My team is building an application which has to solve many user defined formulas. It is a replacement for a huge spreadsheet that our customers use. For e.g. Each formula uses simple arithmetic (mostly) and a few math functions. We are using an expression evaluation library called Parsii to do the actual formula evaluation. But among all the formulas we have to evaluate them in the order of their dependent formula. For e.g.
F1 = a + b
F2 = F1 * 10%
F3 = b / 2
F4 = F2 + F3
In the example above a, b are values input by users. The system should compute F1 & F3 initially since they are directly dependent on user input. Then F3 should be computed. And finally F4.
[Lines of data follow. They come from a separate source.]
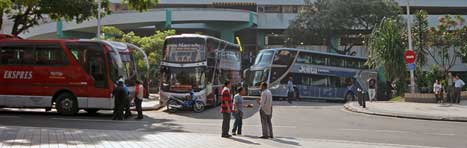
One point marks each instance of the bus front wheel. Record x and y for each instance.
(349, 97)
(66, 104)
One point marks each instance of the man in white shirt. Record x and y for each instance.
(139, 94)
(458, 84)
(265, 111)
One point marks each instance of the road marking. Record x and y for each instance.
(382, 131)
(99, 120)
(10, 117)
(395, 131)
(441, 134)
(252, 125)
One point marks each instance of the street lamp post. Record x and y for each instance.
(412, 77)
(98, 33)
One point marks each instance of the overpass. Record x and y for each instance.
(224, 21)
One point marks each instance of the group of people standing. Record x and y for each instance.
(123, 100)
(235, 107)
(453, 89)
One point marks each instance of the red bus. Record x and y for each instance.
(67, 75)
(9, 37)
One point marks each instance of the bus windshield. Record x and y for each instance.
(184, 50)
(259, 76)
(264, 58)
(175, 79)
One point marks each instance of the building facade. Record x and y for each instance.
(259, 23)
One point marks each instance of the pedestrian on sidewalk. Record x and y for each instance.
(119, 96)
(226, 108)
(372, 89)
(265, 111)
(458, 84)
(290, 90)
(138, 99)
(238, 111)
(127, 101)
(437, 88)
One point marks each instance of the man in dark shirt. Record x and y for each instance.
(120, 95)
(372, 89)
(226, 109)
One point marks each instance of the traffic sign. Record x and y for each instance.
(411, 66)
(409, 56)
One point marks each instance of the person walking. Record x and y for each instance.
(265, 111)
(119, 96)
(238, 111)
(437, 87)
(226, 109)
(372, 89)
(290, 90)
(138, 99)
(458, 84)
(127, 101)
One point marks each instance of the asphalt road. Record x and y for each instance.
(317, 120)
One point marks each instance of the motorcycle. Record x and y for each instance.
(189, 102)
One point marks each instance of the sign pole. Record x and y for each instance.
(98, 33)
(412, 77)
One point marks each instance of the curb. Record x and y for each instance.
(349, 107)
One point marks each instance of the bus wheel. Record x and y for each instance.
(91, 111)
(66, 104)
(198, 107)
(349, 97)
My question is that what data structure is recommended to model these dependencies of formula evaluation?
We have currently modeled it as a DIRECTED GRAPH. In the example above, F1 & F3 being the root node, and F3 being connected to both, and F4 connected to F3, F4 being the leaf node. We've used the Tinkerpop3 graph implementation to model this.
Any data structure used to model this should have following characteristics. - Easy to change some input data of few top level root nodes (based on user input) - Re-calculate only those formulas that are dependent on the root nodes that got changed (since we have 100s of formulas in a specific calculation context and have to respond back to the GUI layer within 1-2 secs) - Minimize the amount of code to create the data structure via some existing libraries. - Be able to query the data structure to query/lookup the root nodes by various keys (name of formula object, id of the object, year etc.) and be able to edit the properties of those keys.